Tra i collezionisti puri e i fondi di investimento in arte si collocano numerosissimi altri soggetti, ad alcuni dei quali si rivolgono, per esempio, i servizi di art advisory delle banche. In questo caso la decisione su quali opere acquistare è affidata a esperti e magari, in casa, a rotazione, sono tenute solamente alcune delle opere, mentre le altre sono date in leasing per farle rendere.
Si parla molto di evoluzione del mercato dell'arte verso modelli di maggiore efficienza e trasparenza, c'è addirittura chi auspica che in futuro tutto il mercato dell'arte si trasferisca in rete. Il mercato dell'arte però non risponde alle teorie economiche tradizionali, in quanto la maggior parte degli investitori non vede l'arte come una semplice attività finanziaria. Gli asset under management dei fondi o dei cosiddetti investors club (società costituite con l'obiettivo di investire in arte, anche se non necessariamente nella forma di fondo) rappresentano, infatti, molto meno dell'uno per cento del mercato.
L'impatto dei fondi sui prezzi espressi dal mercato è pertanto trascurabile. I collezionisti, d'altro canto, tengono le opere d'arte in media per trenta anni e le ragioni principali che spingono alla vendita sono le cosiddette tre D (decesso, debito e divorzio) e non la semplice realizzazione di un profitto.

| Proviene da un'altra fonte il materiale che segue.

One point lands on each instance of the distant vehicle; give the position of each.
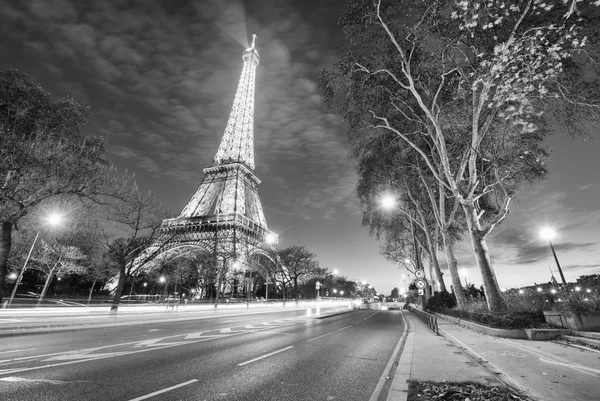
(356, 303)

Forse una cornice teorica più adatta al mercato dell'arte è quella della finanza comportamentale, che individua la causa delle inefficienze dei mercati finanziari nella diversità dei comportamenti degli investitori.
Le persone, e tra loro gli investitori finanziari, non sono totalmente razionali. Le decisioni sono spesso influenzate da: distorsioni cognitive, ad esempio, il bias del senno di poi, per cui i risultati raggiunti vengono presi come punto di riferimento, e si assume che le aspettative iniziali debbano essere state molto vicine ai valori effettivamente ottenuti; distorsioniemozionali, ad esempio, in un contesto di gruppo gli individui tendono ad abbandonare le proprie certezze e le proprie inibizioni e sono portati a condividere le emozioni comuni, fino a compiere azioni estreme, che da soli non avrebbero mai preso in considerazione.
Queste distorsioni determinano inefficienze e quindi anomalie nei prezzi.
I protagonisti del mercato dell'arte sono sicuramente ancora più eterogenei degli investitori sul mercato finanziario: l'acquisto di arte soddisfa bisogni profondamente diversi ed è proprio la complessità la caratteristica principale di questo mercato.L'efficienza pare quindi un obiettivo impossibile e forse non necessariamente non auspicabile. È importante invece un approfondito confronto sulla possibilità di istituire dei meccanismi che tutelino il mercato dalla manipolazione di pochi soggetti a danno di altri.